ESPE Abstracts (2015) 84 P-1-28

Kings College Hospital, London, UK


Background: Mitchell Riley syndrome is a rare syndrome caused by mutations in the RFX6 gene, resulting in neonatal diabetes, intestinal atresia, pancreatic abnormalities, and biliary hypoplasia. RFX6 is a winged helix transcription factor that is expressed in the developing pancreas and in the gut endoderm. Previous eight case reports highlight poor outcomes with usually a fatal course in infancy.

Case presentation: Twin 2 of a dichorionic diamniotic IVF pregnancy was antenatally diagnosed with duodenal atresia. On day 2 of life, at planned repair of this defect, she was noted to have an annular pancreas and absent gallbladder. Preoperatively, pigmented stool and bile were noted, but postoperatively she became acholic with rising conjugated hyperbilirubinaemia. Subsequent investigation revealed a patent but hypoplastic biliary tree with absence of gallbladder. She was also diagnosed with neonatal diabetes and difficult to control initial blood glucose levels. Feed intolerance and poor weight gain were also problematic, complicated by stricture formation at the site of the duodenal atresia repair. Pancreatic exocrine insufficiency was excluded. Surgical intervention helped to improve feed tolerance but she remains PN-dependent due to presence of malabsorptive diarrhoea to achieve adequate nutrition. Genetic analysis identified a novel homozygous intronic mutation, c.1556-40T>G in RFX6. This mutation is predicted to create a cryptic splice acceptor site in intron 14 and cause aberrant splicing. Currently, aged 1 year, conjugated hyperbilirubinaemia has resolved, weight gain is improving, and neuro-development is appropriate. Diabetes is well controlled with insulin pump therapy (HbA1C of 6.3%).

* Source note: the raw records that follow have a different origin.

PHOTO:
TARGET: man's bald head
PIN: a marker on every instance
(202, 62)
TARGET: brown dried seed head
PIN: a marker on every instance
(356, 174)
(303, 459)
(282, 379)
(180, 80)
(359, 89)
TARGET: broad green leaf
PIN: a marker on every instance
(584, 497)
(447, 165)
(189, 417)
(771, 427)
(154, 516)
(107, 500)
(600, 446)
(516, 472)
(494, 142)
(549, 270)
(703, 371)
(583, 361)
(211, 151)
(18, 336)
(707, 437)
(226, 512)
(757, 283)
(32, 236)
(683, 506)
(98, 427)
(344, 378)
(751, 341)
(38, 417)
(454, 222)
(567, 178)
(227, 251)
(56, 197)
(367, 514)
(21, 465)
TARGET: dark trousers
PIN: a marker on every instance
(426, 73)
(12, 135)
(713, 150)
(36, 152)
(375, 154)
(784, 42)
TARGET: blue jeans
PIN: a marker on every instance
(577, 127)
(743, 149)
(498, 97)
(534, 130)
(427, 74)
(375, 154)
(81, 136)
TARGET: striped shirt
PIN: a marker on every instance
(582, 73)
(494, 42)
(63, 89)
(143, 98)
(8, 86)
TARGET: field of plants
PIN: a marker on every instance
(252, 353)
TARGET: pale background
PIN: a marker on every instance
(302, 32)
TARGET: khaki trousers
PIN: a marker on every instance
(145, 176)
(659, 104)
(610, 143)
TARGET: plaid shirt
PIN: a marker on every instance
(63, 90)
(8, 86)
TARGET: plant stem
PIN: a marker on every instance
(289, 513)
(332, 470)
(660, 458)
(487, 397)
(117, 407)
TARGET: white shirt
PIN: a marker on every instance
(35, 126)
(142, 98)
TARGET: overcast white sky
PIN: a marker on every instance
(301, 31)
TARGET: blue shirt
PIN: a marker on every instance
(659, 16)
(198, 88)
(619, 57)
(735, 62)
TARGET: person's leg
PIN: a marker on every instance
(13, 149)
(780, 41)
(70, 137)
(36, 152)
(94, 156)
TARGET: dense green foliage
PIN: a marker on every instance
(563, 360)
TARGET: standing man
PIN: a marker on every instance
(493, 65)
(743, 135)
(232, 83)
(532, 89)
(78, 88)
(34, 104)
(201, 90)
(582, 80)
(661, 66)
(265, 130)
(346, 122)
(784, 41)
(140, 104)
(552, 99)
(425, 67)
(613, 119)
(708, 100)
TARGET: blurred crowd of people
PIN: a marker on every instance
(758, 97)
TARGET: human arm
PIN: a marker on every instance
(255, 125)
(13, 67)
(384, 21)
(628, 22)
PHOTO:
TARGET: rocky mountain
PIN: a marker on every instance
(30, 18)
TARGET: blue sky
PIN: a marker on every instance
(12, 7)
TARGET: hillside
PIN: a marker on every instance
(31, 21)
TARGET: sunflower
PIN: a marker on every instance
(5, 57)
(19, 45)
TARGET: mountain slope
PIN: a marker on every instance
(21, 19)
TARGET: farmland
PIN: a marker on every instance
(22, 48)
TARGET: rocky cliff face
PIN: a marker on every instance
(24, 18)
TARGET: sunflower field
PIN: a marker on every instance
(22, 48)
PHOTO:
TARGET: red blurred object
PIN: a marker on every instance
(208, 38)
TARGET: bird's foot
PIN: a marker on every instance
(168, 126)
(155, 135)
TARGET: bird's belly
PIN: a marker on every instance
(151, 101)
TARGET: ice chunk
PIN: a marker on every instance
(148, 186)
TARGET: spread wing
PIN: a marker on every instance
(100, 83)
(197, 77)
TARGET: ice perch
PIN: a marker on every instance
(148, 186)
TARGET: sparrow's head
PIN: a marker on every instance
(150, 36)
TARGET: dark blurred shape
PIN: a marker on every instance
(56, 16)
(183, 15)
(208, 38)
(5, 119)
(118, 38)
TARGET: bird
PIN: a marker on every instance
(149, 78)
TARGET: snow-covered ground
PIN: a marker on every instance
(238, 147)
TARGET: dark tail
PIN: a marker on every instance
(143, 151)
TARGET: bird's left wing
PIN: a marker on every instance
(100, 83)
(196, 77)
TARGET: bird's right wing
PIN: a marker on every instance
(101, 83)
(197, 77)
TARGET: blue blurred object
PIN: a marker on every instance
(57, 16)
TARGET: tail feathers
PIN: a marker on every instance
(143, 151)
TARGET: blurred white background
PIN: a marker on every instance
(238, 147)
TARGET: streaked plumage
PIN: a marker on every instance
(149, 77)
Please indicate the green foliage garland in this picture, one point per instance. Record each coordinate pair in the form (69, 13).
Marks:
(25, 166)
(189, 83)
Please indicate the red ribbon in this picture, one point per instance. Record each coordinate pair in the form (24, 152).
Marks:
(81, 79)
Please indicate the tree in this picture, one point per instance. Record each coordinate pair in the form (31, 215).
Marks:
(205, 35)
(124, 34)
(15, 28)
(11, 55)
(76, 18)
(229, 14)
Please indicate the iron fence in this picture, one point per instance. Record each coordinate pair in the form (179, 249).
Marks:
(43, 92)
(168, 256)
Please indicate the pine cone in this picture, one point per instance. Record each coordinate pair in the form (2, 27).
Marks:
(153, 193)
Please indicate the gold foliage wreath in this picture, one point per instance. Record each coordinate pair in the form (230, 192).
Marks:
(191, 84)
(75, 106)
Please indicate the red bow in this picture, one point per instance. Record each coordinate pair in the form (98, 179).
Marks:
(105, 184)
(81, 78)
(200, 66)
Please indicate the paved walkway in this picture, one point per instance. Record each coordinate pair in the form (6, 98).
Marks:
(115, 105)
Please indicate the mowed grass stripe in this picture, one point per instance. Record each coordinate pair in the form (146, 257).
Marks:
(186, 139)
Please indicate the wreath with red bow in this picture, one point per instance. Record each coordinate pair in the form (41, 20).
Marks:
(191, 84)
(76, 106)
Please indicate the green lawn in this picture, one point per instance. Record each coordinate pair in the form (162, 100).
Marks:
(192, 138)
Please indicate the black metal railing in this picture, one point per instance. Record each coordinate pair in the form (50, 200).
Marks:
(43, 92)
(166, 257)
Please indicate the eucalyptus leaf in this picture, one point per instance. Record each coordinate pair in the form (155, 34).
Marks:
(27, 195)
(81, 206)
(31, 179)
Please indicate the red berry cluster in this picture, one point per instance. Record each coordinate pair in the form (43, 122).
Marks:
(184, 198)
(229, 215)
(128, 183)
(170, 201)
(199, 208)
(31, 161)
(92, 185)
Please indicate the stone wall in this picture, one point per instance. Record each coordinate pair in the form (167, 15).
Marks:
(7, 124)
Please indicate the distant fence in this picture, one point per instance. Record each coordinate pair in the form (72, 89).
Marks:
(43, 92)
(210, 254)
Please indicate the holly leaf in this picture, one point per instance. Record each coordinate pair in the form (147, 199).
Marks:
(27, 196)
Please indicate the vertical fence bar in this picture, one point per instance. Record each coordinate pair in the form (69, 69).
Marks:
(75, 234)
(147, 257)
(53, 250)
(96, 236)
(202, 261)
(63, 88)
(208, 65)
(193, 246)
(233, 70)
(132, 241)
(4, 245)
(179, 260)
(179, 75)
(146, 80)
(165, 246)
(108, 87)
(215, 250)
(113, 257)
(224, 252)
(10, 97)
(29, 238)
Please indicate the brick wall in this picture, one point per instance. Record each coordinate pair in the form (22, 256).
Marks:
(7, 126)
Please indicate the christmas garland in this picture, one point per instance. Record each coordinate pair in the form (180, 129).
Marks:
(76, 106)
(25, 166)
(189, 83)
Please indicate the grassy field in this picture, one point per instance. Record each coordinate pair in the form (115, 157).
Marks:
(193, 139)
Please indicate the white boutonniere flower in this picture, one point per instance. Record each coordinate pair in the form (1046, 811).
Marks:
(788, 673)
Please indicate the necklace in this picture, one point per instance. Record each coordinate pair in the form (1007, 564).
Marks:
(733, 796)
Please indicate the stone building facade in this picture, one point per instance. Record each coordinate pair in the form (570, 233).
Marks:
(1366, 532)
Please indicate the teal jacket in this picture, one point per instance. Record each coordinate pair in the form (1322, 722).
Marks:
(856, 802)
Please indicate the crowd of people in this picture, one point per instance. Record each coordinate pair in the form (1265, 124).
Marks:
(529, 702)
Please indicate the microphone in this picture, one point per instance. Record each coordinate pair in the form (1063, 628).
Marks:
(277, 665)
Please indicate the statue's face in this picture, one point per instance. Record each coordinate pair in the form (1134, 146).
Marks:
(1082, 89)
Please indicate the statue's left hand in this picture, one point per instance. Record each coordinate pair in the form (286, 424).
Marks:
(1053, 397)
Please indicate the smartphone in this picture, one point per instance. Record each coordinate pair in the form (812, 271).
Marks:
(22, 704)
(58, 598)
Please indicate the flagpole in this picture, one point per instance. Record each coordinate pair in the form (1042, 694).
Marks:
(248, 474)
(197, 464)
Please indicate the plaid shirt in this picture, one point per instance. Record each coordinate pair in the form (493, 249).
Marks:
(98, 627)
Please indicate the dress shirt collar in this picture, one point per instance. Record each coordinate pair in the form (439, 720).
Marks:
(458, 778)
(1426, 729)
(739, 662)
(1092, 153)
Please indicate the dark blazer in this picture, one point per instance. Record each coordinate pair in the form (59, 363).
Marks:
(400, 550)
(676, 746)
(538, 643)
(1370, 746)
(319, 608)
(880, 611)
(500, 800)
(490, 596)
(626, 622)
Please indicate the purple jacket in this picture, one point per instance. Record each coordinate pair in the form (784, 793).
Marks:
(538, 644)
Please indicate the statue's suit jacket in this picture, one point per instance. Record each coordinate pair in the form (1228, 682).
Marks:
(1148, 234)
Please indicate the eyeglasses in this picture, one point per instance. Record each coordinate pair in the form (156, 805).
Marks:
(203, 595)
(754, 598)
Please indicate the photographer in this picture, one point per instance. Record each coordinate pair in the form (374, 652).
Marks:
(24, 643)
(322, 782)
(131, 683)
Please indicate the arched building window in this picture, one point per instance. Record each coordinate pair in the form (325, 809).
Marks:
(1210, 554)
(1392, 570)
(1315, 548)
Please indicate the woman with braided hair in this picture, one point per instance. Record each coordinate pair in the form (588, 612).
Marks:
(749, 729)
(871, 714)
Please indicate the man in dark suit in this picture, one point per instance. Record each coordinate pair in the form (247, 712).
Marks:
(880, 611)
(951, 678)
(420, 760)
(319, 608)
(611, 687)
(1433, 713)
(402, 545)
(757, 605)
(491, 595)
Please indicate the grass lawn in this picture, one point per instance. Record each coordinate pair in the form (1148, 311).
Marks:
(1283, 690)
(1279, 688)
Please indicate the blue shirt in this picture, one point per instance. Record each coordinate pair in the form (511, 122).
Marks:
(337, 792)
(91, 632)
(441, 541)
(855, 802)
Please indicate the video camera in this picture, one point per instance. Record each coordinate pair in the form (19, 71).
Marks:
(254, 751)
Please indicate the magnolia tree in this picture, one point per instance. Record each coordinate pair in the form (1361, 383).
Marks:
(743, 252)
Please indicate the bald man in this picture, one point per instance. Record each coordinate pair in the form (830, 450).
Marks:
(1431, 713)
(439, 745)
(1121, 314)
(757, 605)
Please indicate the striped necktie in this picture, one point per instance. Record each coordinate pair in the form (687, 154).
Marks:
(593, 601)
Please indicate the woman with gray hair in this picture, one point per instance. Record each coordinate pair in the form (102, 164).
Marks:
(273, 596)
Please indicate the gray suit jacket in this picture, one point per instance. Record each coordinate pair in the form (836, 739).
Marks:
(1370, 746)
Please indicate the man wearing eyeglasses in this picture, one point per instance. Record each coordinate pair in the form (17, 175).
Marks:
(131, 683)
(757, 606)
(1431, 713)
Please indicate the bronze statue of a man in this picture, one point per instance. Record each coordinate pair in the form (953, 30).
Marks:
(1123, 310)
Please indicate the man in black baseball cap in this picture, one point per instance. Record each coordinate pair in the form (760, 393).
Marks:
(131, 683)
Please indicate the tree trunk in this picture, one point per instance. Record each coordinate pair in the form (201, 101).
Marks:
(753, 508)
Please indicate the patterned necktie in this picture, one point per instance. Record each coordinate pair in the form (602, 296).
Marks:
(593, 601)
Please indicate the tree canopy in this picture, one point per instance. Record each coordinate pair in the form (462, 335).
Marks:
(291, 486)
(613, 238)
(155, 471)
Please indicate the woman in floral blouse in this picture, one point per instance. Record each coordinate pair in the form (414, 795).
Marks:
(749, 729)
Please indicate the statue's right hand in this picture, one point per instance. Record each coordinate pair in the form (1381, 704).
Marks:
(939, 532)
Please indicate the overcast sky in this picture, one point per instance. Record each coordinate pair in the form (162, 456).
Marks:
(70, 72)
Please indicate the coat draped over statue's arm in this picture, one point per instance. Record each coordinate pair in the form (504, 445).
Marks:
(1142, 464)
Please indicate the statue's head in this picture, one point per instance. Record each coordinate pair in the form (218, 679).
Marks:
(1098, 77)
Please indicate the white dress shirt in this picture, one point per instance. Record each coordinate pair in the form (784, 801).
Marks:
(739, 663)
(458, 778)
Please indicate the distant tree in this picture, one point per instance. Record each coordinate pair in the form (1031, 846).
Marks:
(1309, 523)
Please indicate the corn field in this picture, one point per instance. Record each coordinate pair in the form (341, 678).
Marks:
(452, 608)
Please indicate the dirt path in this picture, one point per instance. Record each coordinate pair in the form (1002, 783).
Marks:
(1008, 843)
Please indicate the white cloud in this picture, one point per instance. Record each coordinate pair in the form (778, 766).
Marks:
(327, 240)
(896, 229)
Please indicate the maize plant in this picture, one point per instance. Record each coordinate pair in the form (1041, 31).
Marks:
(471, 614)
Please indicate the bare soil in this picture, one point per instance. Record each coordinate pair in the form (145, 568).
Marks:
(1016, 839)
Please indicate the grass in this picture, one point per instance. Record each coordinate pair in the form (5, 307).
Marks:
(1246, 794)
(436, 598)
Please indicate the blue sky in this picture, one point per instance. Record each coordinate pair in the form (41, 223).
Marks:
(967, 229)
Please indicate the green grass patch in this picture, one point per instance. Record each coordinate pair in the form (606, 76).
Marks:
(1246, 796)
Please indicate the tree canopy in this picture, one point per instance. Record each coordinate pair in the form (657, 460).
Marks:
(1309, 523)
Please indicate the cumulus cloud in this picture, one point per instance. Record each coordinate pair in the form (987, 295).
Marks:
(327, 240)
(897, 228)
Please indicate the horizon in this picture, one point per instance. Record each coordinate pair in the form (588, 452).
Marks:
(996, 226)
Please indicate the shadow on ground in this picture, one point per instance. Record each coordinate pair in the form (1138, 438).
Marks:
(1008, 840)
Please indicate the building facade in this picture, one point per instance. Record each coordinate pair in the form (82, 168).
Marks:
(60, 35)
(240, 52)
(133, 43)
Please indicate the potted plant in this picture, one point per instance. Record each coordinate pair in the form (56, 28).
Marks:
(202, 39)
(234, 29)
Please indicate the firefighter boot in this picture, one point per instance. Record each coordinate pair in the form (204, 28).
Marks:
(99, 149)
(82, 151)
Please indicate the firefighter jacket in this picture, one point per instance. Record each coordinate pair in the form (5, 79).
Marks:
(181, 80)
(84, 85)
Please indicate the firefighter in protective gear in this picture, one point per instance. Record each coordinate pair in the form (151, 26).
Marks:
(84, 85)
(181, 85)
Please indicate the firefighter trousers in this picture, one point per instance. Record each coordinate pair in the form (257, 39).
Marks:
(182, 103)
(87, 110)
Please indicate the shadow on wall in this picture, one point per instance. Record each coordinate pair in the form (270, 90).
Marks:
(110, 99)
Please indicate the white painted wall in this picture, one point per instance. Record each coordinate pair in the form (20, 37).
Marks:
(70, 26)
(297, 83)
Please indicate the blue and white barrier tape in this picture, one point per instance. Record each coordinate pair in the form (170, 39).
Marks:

Conclusion: Mutations in RFX6 are a rare cause of neonatal diabetes associated with poor prognosis. Death within 6 months of life has been reported in 5/8 cases reported so far, mostly due to end stage liver disease and multi-organ failure. This report describes the clinical characteristics of a new case due to a novel homozygous splice site mutation in RFX6. It also illustrates that careful management of the critical phase in early infancy may be followed by a relatively favourable outcome than previously reported.